The markets yawned and shed a few points on the day the Monetary Policy Committee (MPC) announced a 25-basis-point reduction in the central bank’s policy rate to 6 per cent.
The markets had already priced in the development; further, State Bank of India had lowered its savings bank interest rate by 50 basis points the previous day.
Too much money with the banks is chasing too little demand for credit and bank lending rates would have been in free fall, had it not been for the bad loan problem that hobbles them.
The primary constraint on the flow of credit is not the cost of borrowing but the twin balance-sheet problem, the non-performing assets of the banking system and their counterpart, the unserviceable loans of large companies. Policy energy must be spent on tackling the bad loan problem, more than on anything else.

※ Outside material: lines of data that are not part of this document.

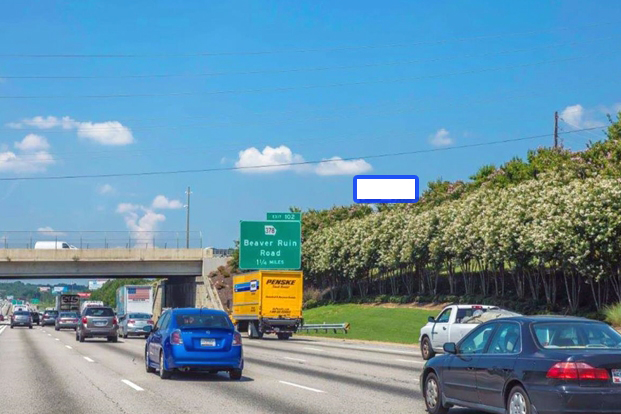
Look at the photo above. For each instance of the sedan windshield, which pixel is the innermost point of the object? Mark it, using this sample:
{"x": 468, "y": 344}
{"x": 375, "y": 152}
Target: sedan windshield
{"x": 202, "y": 321}
{"x": 555, "y": 335}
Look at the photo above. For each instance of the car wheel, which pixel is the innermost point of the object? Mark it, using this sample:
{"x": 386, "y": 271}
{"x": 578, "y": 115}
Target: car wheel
{"x": 433, "y": 395}
{"x": 164, "y": 373}
{"x": 148, "y": 367}
{"x": 518, "y": 402}
{"x": 426, "y": 349}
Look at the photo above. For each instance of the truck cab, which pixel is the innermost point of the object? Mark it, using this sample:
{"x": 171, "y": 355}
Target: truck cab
{"x": 448, "y": 326}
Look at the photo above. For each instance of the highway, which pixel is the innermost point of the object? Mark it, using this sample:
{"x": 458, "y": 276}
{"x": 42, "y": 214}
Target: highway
{"x": 45, "y": 371}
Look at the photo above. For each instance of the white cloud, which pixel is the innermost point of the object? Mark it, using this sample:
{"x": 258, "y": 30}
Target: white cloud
{"x": 161, "y": 202}
{"x": 106, "y": 189}
{"x": 32, "y": 142}
{"x": 25, "y": 163}
{"x": 338, "y": 166}
{"x": 441, "y": 138}
{"x": 48, "y": 231}
{"x": 579, "y": 117}
{"x": 104, "y": 133}
{"x": 271, "y": 157}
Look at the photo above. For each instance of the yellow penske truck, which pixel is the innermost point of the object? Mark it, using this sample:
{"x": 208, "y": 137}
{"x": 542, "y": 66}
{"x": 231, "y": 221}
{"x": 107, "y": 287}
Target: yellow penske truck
{"x": 268, "y": 301}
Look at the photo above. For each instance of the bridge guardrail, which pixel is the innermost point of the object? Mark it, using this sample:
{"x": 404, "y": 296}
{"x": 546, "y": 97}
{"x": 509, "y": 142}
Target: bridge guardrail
{"x": 325, "y": 327}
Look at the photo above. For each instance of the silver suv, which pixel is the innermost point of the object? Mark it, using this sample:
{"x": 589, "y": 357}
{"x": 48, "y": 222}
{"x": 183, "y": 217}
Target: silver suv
{"x": 97, "y": 322}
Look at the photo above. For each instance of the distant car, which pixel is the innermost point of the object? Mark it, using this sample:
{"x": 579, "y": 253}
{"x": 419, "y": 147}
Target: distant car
{"x": 97, "y": 322}
{"x": 190, "y": 339}
{"x": 35, "y": 317}
{"x": 21, "y": 318}
{"x": 528, "y": 365}
{"x": 56, "y": 245}
{"x": 49, "y": 318}
{"x": 67, "y": 320}
{"x": 134, "y": 324}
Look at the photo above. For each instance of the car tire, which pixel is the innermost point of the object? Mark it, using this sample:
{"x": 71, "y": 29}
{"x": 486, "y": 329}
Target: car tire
{"x": 148, "y": 367}
{"x": 235, "y": 374}
{"x": 518, "y": 401}
{"x": 164, "y": 373}
{"x": 426, "y": 350}
{"x": 432, "y": 393}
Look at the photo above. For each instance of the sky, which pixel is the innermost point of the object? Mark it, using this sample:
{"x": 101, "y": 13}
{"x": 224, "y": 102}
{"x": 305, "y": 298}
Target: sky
{"x": 98, "y": 88}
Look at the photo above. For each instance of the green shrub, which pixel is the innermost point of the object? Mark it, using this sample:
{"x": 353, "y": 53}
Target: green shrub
{"x": 613, "y": 314}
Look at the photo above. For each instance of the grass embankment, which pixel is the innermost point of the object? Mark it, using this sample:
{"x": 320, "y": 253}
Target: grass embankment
{"x": 372, "y": 323}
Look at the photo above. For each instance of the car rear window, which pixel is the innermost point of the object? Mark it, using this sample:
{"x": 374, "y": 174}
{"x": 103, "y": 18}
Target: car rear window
{"x": 202, "y": 321}
{"x": 99, "y": 312}
{"x": 555, "y": 335}
{"x": 139, "y": 316}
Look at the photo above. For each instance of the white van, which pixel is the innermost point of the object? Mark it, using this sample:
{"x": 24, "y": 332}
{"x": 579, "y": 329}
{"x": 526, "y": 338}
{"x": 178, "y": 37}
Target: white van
{"x": 54, "y": 245}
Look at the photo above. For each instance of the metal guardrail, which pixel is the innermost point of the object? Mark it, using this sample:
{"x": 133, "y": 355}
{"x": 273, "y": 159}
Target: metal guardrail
{"x": 105, "y": 239}
{"x": 325, "y": 327}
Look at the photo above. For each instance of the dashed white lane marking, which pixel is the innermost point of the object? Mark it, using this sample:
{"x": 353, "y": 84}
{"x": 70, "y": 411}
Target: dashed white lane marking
{"x": 131, "y": 384}
{"x": 301, "y": 386}
{"x": 295, "y": 359}
{"x": 410, "y": 361}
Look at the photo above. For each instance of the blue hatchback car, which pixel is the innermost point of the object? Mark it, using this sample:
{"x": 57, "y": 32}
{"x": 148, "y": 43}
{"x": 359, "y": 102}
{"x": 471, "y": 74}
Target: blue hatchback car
{"x": 192, "y": 339}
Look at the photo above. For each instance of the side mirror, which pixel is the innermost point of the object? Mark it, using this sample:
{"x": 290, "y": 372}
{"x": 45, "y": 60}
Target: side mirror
{"x": 450, "y": 348}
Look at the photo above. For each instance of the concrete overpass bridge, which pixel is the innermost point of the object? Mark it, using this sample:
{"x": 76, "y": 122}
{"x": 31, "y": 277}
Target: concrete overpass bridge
{"x": 183, "y": 273}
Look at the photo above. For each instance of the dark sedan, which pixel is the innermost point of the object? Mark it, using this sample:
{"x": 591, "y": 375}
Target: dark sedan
{"x": 528, "y": 365}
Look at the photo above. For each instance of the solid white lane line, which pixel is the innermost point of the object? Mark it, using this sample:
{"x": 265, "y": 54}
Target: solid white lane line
{"x": 409, "y": 360}
{"x": 295, "y": 359}
{"x": 301, "y": 386}
{"x": 131, "y": 384}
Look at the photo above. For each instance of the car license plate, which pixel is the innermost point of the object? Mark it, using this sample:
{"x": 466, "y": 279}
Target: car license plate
{"x": 208, "y": 342}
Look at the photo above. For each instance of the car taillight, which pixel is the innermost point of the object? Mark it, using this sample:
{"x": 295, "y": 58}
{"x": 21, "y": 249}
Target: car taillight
{"x": 175, "y": 338}
{"x": 577, "y": 371}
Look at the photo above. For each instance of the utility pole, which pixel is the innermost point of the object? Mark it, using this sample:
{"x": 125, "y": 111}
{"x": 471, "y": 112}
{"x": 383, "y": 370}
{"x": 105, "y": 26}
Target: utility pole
{"x": 187, "y": 221}
{"x": 555, "y": 129}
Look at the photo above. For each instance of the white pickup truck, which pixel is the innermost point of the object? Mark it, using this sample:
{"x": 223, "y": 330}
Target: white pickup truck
{"x": 449, "y": 326}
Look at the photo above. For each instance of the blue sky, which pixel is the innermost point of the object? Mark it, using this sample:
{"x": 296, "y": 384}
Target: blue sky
{"x": 525, "y": 60}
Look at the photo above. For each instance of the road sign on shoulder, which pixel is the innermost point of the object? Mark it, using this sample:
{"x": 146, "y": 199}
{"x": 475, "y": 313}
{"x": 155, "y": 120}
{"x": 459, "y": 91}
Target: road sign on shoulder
{"x": 270, "y": 245}
{"x": 284, "y": 216}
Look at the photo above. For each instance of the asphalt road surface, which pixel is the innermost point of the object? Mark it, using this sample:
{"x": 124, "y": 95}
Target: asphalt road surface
{"x": 44, "y": 371}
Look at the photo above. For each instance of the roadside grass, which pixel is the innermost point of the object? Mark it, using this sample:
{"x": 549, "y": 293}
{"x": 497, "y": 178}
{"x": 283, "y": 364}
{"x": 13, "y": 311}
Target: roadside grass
{"x": 371, "y": 323}
{"x": 613, "y": 315}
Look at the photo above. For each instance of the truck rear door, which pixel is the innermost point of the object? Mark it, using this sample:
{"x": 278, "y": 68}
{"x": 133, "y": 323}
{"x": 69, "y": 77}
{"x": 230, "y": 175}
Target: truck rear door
{"x": 282, "y": 295}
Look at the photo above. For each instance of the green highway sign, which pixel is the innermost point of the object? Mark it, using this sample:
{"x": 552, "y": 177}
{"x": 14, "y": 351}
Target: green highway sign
{"x": 284, "y": 216}
{"x": 270, "y": 245}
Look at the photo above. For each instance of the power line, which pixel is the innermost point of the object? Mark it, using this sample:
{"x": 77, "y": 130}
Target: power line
{"x": 307, "y": 50}
{"x": 297, "y": 70}
{"x": 304, "y": 87}
{"x": 291, "y": 164}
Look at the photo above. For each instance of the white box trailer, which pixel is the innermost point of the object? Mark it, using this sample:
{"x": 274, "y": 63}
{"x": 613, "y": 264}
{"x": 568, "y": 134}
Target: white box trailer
{"x": 134, "y": 299}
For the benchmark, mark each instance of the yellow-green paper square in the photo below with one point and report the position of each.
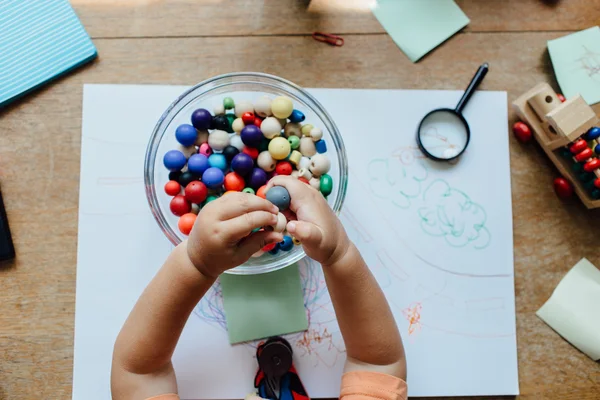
(263, 305)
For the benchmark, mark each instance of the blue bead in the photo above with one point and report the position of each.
(321, 146)
(286, 244)
(593, 133)
(174, 160)
(218, 160)
(186, 134)
(296, 116)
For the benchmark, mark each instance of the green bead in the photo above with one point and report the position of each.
(230, 119)
(326, 185)
(294, 142)
(228, 103)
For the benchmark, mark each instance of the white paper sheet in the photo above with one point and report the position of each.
(451, 289)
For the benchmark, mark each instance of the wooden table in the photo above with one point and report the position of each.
(186, 41)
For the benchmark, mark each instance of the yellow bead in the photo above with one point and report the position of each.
(279, 148)
(282, 107)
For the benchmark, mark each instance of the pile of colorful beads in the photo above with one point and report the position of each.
(240, 147)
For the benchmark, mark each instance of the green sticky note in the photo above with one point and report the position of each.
(263, 305)
(576, 61)
(419, 26)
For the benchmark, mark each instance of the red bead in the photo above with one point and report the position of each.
(196, 192)
(284, 168)
(269, 247)
(584, 154)
(248, 118)
(179, 205)
(591, 165)
(251, 151)
(578, 146)
(563, 188)
(522, 132)
(172, 188)
(234, 181)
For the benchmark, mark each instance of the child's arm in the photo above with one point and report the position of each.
(221, 239)
(364, 316)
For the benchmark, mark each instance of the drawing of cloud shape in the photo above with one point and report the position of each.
(451, 213)
(390, 179)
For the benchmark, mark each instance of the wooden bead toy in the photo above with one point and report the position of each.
(262, 107)
(265, 161)
(243, 106)
(279, 148)
(319, 164)
(292, 129)
(282, 107)
(307, 147)
(186, 223)
(279, 196)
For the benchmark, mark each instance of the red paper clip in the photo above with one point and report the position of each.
(328, 38)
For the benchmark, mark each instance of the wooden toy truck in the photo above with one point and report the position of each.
(568, 133)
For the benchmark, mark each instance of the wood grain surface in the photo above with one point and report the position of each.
(138, 42)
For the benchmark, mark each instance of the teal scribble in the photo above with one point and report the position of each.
(390, 179)
(450, 213)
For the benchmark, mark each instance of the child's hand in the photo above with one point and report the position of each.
(318, 228)
(222, 236)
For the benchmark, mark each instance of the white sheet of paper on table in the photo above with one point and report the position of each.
(452, 295)
(573, 310)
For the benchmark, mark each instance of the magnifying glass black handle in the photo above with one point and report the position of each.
(479, 75)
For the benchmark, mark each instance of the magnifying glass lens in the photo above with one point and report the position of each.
(443, 134)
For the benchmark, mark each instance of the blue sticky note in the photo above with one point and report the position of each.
(39, 41)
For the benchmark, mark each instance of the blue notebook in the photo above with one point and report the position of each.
(39, 41)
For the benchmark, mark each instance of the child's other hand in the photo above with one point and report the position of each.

In its assessment of real activity, the MPC noted that while the outlook for agriculture appears robust, underlying growth impulses in industry and services are weakening, given corporate deleveraging and the retrenchment of investment demand, says the RBI press release. This is the real problem, not the cost of money. The challenge is to address it.
State Bank of India had lowered its savings bank interest rate by 50 basis points the previous day.
Investment as a proportion of GDP at current prices is down to 27.9 per cent, 10 percentage points below the peak achieved before the financial crisis. Big projects in infrastructure is the only way to boost investment.
The central government is doing its best to step up public investment. State governments, in contrast, are cutting back on capital formation, preferring, instead, to use their fiscal capacity to waive farm loans and take on the debt of state power utilities that do not recover from consumers the cost of the power supplied.
The MPC frets that enhanced allowances recommended by the 7th Pay Commission would further eat up fiscal resources and create excess demand, feeding inflation.
Resolute action to resolve the bad debt problem of the banks and to recapitalise them is the first step to reviving growth. Preparing viable infrastructure projects and finding agencies to implement them is the next.